Bugün başlayan Uluslarası Askeri ve Teknik Forumu Army-2020'ye katılan İran Savunma Bakanı Emir Hatemi, Sputnik'e verdiği özel röportajda, hangi silahları hangi ülkelere ihraç etmeye hazırlandıklarını ve hangi askeri yeniliklerin İsrail ve ABD'yi korkutması gerektiğini anlattı.
Hatemi, şu değerlendirmelerde bulundu:
İran, son yıllarda füze sanayisinde önemli başarılara ulaştı. İran füzeleri ülkenin güvenliğini dış tehditlere karşı sağlayabilir mi?
Önleme politikası kapsamında bir dizi savunma programı geliştirdik, aralarında silah geliştirme programları da var. Füze programı bunlar arasında yer alıyor. Füze programımız, mevcut ve olası tüm tehditler dikkate alınarak yalnızca caydırma amacını taşıyor. ABD’nin son yıllarda sürekli İran’a yönelik olası askeri senaryosundan bahsettiği, İsrail rejiminin de tüm uluslararası kuralları ve anlaşmaları ihlal ederek işgalini genişletmeyi planladığı koşullarda, olası her türlü saldırganlığa karşılık vermeye hazır olmalıyız. Bir kez daha tekrarlıyorum, füzeler yalnızca ABD ve onunla bağlantılı İsrail rejimini önlemek için gerekli. Füze potansiyelimizi başka hiçbir amaç için kullanma niyetinde değiliz.
İran'ın, Birleşik Arap Emirlikleri (BAE) ve özellikle ABD ile yaşanan gerilim bağlamında, bölgesel ve bölge ötesi tehditlere karşı korunma amacıyla silah satın alma planları nelerdir? İran, Rusya’dan silah alımını planlıyor mu?
Bölgedeki birçok ülkeden farklı olarak ülkemizi silah deposuna dönüştürme niyetinde değiliz. Silahlanmayla ilgili tüm kararlar yalnızca lokal düzeyde ve dış baskı olmadan alındığından silah programımız tamamen rasyonel ve ihtiyaçlarımızı göz önünde bulundurarak minimum maliyetle savunma ve güvenilir koruma sağlama amacına dayanıyor.
ABD rejimi ve bölgedeki maşası İsrail, 1979 İslam Devrimi'nin zaferinden bu yana İran ulusuna karşı mücadele yürütüyor ve düşmanımız olarak kabul ediliyor, bu yüzden onları önlemek için birkaç etkili program uyguladık. Bu ülkelerin oluşturduğu gerilim bizim için yeni bir şey değil. BAE'yi anımsattınız.
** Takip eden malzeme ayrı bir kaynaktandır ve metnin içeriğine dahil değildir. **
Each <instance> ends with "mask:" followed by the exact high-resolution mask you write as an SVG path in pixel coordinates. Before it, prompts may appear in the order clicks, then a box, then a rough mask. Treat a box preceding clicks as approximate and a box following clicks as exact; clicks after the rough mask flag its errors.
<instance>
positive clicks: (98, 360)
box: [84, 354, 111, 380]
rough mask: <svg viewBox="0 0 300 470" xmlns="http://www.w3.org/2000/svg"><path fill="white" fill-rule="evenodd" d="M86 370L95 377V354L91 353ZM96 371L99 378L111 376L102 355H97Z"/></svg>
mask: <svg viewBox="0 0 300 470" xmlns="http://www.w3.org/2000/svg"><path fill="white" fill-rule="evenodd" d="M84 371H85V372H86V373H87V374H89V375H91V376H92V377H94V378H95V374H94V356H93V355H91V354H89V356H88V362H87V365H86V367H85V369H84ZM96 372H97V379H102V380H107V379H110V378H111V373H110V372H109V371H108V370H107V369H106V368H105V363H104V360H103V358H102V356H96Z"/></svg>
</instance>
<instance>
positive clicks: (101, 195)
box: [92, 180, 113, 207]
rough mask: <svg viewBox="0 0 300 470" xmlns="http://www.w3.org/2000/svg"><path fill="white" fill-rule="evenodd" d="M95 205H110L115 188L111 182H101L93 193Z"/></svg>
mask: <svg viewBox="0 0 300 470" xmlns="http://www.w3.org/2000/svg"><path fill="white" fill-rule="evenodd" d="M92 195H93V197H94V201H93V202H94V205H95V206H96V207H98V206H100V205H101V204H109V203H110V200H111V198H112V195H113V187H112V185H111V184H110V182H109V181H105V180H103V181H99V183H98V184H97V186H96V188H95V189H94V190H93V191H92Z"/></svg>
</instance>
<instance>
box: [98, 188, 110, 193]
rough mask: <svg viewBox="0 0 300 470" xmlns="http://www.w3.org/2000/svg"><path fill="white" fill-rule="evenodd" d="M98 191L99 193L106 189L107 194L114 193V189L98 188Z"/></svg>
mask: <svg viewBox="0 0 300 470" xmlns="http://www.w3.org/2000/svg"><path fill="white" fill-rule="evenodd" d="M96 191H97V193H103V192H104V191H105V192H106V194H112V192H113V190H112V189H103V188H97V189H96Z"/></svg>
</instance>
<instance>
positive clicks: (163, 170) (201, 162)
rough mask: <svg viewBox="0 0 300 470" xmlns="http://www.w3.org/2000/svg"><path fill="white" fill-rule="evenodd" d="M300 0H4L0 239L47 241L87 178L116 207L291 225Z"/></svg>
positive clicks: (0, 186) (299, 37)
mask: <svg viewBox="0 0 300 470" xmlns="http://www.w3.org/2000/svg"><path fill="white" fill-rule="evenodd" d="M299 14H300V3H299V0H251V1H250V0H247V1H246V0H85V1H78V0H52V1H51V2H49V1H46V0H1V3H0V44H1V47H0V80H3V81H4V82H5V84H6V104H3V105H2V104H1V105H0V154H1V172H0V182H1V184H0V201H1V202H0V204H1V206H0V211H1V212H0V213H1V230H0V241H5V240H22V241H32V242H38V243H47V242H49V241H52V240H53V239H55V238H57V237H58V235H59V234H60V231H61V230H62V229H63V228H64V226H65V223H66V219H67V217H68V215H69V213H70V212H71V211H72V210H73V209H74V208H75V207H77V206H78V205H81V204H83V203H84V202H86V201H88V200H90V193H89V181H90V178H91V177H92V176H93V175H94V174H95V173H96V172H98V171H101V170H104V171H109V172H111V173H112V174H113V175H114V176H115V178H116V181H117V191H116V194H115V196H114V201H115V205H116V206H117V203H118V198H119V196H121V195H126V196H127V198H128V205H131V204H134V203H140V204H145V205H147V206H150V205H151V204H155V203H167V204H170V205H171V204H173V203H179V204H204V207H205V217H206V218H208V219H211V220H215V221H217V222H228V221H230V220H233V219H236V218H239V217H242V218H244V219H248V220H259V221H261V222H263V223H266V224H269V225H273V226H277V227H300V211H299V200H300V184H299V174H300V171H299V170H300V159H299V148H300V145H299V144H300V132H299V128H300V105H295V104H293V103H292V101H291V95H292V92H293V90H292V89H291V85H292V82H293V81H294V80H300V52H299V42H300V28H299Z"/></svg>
Bu ülkenin Müslümanları, diğer ülkelerdekiler gibi kardeşimizdir. Sadece onların yöneticileri hatalar yapıyor. Bu hataların sonuncusu Siyonist rejime Basra Körfezi gibi hassas bölgeye erişim sağlamak. Elbette bölgeyi istikrarsızlaştırmayı amaçlayan rejim, nereye olursa olsun karışıklık ve kaos kaynağı olacak.
Geçmişte teknoloji ve savunma alanlarında Rusya ile iyi bir işbirliğine sahiptik ve bu işbirliği devam ediyor, bir kısmı yeni silah ve teçhizat sevkiyatıyla ilgili.
İran, askeri savunma sanayinde son bir yılda hangi başarılar elde etti?
Hava savunma alanındaki çalışmalar devam ediyor. Kendi imkanlarımızla seyir füzelerine karşı koruma ve manevra kabiliyetine sahip hava savunma sistemi geliştirmeyi başardık. Ayrıca çok yakında denizaltıların yeni hava savunma imkanlarını sunacağız.
Havacılık alanında, Yasin eğitim-savaş uçağını geliştirerek üretmeyi başardık. Şimdi elimizde yerli üretim olan hafif savaş uçakları ve savaş helikopterlerimiz var.
Uçak motoru geliştirme alanında, ilk milli turbojet motorun üretim hattını açtık. Ayrıca İran’ın ilk 4. nesil hafif turbofan motorunun (insansız hava araçlarında kullanılıyor) üretimi tamamen yerel hale getirildi. Drone üretiminde de iyi sonuçlar elde ettik ve bugün bu alanda en başarılı ülkeler arasında yer alıyoruz.
Deniz sektöründe de farklı türlerde gemi ve denizaltılar geliştirerek ürettik. Gemilerin, bin kilometreden fazla menzile sahip Abu Mahdi cruise füzesi gibi en modern silahlarla donatılması yönünde büyük adımlar atıldı.